Another flash. Clara was in college, flirting with a guy at a party. He was a business major, he told her. “I’m an English major,” she replied. “What are you going to do with that?” he said, and Clara shrugged. “Man, your nose is bigger than your brain is,” he remarked, and playfully punched her on the shoulder and walked off.
Another flash. Clara was at work, sitting at a table with her coworkers as they gabbed over their simple little lives, with husbands that took care of them and paid for their procedures and told them they were beautiful. All that Clara had to add was that she liked sleeping on the left side of the bed, too.

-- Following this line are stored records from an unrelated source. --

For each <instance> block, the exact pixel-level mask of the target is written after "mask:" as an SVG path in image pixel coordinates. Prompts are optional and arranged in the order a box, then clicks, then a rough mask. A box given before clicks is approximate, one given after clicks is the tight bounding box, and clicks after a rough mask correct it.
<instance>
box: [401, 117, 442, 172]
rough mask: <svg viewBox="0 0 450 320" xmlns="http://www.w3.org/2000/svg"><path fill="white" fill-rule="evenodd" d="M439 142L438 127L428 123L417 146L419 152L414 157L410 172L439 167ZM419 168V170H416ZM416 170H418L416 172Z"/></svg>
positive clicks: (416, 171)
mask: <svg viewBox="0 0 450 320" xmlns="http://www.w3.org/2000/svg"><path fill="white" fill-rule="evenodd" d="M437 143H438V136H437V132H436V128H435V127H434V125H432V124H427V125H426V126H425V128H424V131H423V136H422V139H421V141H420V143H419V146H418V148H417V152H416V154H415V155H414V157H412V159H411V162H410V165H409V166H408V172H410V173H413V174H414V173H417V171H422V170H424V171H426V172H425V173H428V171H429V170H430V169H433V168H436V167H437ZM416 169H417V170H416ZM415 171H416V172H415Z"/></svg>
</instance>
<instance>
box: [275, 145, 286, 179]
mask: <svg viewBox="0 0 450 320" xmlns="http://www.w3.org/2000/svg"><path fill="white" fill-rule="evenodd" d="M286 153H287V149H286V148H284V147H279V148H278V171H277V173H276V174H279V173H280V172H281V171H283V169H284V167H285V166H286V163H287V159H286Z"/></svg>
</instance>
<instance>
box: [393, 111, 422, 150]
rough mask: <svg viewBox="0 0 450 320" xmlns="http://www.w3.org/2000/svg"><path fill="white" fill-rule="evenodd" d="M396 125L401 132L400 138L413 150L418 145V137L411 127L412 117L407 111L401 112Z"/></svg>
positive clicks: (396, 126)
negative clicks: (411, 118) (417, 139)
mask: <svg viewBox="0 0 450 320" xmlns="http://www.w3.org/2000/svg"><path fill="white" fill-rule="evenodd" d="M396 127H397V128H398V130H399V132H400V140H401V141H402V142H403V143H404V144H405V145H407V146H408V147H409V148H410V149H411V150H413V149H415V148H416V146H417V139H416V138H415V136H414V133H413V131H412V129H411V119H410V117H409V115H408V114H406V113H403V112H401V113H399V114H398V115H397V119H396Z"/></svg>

Another flash and Clara was awake, surrounded by purple on all sides. Curtains, she realized, turning to the IV in her arm and steady beep coming from the machine beside her. Of course! Her procedure. It all came back to her–the scan, the flashes, Doctor Zimmerman.
“Hello?” she called.
Immediately, Doctor Zimmerman emerged from behind the curtains. “Clara? You–Clara!” He exclaimed, interrupting himself. His face lit up like it was reflecting the light of an angel. “Martha, come look at this,” he summoned his nurse, and for a moment, Clara was afraid her surgery had been botched, like she grew a third nostril or something. But when she saw the nurse’s face, when she saw a woman’s reaction to the beauty before her, she beamed and rushed to stand, eager to see her new face.
“Your IV!” Doctor Zimmerman reminded her and he rushed to put a hand on her impaled forearm. “Careful,” he looked into her eyes in an almost hopeful way, like being this close to something so ethereal might transmit some of her beauty back to him.
Martha handed her a mirror, and it suddenly occurred to Clara that this was the longest she’d gone without seeing herself in her entire life.
She nearly gasped at the sight of her own face. Her cheekbones were sharp enough to cut diamonds, high enough to reach the heavens. Her hairline had been shifted forward to create the perfect forehead ratio. Her hair, a soft teddy-color instead of its previous mousy brown, rolled to her shoulders in soft waves of the finest silk. Her complexion, though, was what made Clara gasp; it was as if they had injected gold beneath her skin, the way she glowed an aura of beauty that no natural force could ever create; this was beauty at the hand of man, at the expense of money, and Clara had captured it.
As Clara opened her car mirror to examine her reflection a final time before going into work the following Monday, she was reminded of the faint diagonal scratch across her mirror. It was small, miniscule to the average eye, and her new face, its striking radiance and symmetry, easily outshined the scratched mirror. Now that she had completed her procedure, she could spend her next paycheck on getting it repaired. But as she looked at the bridge of her nose, the scratch re-emerged, deeper this time. She leaned closer, examining her nose further. Had that bump always been there?